Book Review for a Hell for All Seasons by Emiliya Ahmadova
A Hell for All Seasons, by Emiliya Ahmadova, is a collection of horrific tales about the people who managed to escape damnation.
From accidentally bartering your soul to a demon, to breaking up marriages if only for the sake of your vanity, to even being bullied in class, these short stories are rife with meticulous detail and imagery. There is a frightening satisfaction in reading these stories; a majority of the characters endeavor to clean up their sins, either through a simple prayer, or running from the ghost chasing you, Ahmadova intertwines frightening monsters with a simple, yet complex narrative that reminds readers the morals humanity tends to leave behind and, eventually, forget.
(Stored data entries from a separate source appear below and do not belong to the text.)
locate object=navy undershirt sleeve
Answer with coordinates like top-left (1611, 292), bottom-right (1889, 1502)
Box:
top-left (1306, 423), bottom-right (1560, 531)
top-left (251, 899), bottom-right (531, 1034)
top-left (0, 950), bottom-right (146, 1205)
While I enjoyed the stories in this collection, one that resonated with me the most was Revenge, a story about a young girl who was bullied at her school because her mother had, albeit unknowingly, embarrassed her. The way Katrina handled the predicament was wonderful, so very reminiscence of Stephen King’s Carrie, alongside the many articles of what happens when prey is cornered. Personally, I wanted Lisa and those other kids to suffer, but alas, Katrina is kinder than I am. Repetitive themes of damnation and redemption also found throughout these stories, which help cultivate a sort of religious feel to them. It can be a bit overbearing at times, and a little more than predictable, but they were enjoyable nonetheless.
Damnation and redemption were prominent concepts in the book. Each of the seven deadly sins were represented in these stories. Some used their vices to hurt their loved ones, others complete strangers. Either way, Ahmadova teaches the age old lesson that Hell is a real place, and that those who are deluded by their arrogance, or lust, or avarice, or greed will be sentenced there. For those of us who have attended church, it’s the same Sunday school sermon we hear every time. But this time however, that lesson takes on a very real nightmare, one that mercilessly destroys us without a care.
As such, I would give this book a rating of a 4.0 out of 5 stars. Each character faced some sort of vice, with the stories an embodiment of the seven deadly sins. While the theme of damnation could be a bit repetitive at times, it was still incredibly well done. I would thus recommend this book to those who enjoy Raven’s Peak by Lincoln Cole and Fallen Men by Brian O’ Hare.